An aging student population may be one change on college campuses in the next five to ten years. What other changes do you think will occur?
I think—I hope—that colleges will be under more pressure to bring their prices in line with their value offered. Inflation in the cost of education has been greater than inflation in the cost of health care.
What sorts of changes do you see for the profession of teaching?
I think you’ll see professors needing institutions less than the institutions need them. A great professor won’t necessarily have to affiliate exclusively with a particular institution. She can go out on her own and offer her own business course. I think professors who operate as free agents are going to be more highly rewarded. Right now, at most universities, professors seek tenure, which is the antithesis of free agency.
In general, what advice would you give college students pursuing a business degree in a world where so many options are open to them?
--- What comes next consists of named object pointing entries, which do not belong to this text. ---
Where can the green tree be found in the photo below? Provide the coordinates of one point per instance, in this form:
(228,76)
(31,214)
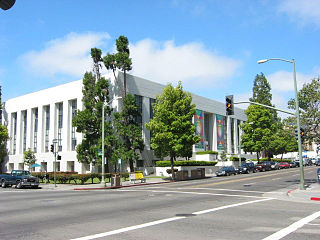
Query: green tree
(120,60)
(129,131)
(173,133)
(309,103)
(29,158)
(4,136)
(258,130)
(88,121)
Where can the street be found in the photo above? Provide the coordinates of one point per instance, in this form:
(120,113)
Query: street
(248,206)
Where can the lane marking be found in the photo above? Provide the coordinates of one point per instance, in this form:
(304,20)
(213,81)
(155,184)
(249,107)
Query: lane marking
(194,193)
(242,179)
(293,227)
(144,225)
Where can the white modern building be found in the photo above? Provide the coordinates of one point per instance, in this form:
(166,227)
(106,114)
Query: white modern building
(36,119)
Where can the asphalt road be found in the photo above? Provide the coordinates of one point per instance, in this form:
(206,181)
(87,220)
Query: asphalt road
(250,206)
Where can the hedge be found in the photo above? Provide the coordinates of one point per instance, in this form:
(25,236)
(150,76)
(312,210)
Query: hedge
(273,160)
(237,158)
(207,152)
(185,163)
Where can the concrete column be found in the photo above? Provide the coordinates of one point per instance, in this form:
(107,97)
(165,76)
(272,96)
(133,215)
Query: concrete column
(65,125)
(229,150)
(214,146)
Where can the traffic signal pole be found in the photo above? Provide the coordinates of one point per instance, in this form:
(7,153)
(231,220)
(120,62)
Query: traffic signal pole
(302,186)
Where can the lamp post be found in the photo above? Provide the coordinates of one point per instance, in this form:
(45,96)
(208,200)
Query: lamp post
(302,186)
(103,182)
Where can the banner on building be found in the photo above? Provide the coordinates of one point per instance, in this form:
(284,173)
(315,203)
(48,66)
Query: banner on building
(220,132)
(199,124)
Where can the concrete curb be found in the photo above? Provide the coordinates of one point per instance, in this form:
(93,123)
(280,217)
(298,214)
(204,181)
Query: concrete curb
(116,187)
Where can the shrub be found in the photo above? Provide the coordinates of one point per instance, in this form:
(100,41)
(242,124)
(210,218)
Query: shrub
(185,163)
(169,170)
(82,177)
(237,158)
(207,152)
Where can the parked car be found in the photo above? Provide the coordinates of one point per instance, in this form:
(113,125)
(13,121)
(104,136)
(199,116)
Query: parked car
(264,166)
(284,165)
(226,171)
(247,168)
(19,178)
(275,165)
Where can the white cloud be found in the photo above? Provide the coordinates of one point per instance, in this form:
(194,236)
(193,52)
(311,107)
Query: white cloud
(68,55)
(191,63)
(302,11)
(283,81)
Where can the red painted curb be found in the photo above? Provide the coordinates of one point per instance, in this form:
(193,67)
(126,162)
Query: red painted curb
(133,185)
(315,199)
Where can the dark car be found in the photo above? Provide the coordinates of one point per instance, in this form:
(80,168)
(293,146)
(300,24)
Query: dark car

I think it’s the same advice I’d give to anybody else who’s in college, which is: Do what you love. Don’t do what’s expected of you. I think work can be a source of meaning and joy and purpose, and people shouldn’t necessarily think of it as a form of drudgery. Students should aspire to do great, meaningful things and not listen to all the naysayers who tell them those things can’t be done. I would say the same thing to someone who’s majoring in humanities—although someone majoring in business probably needs that advice more.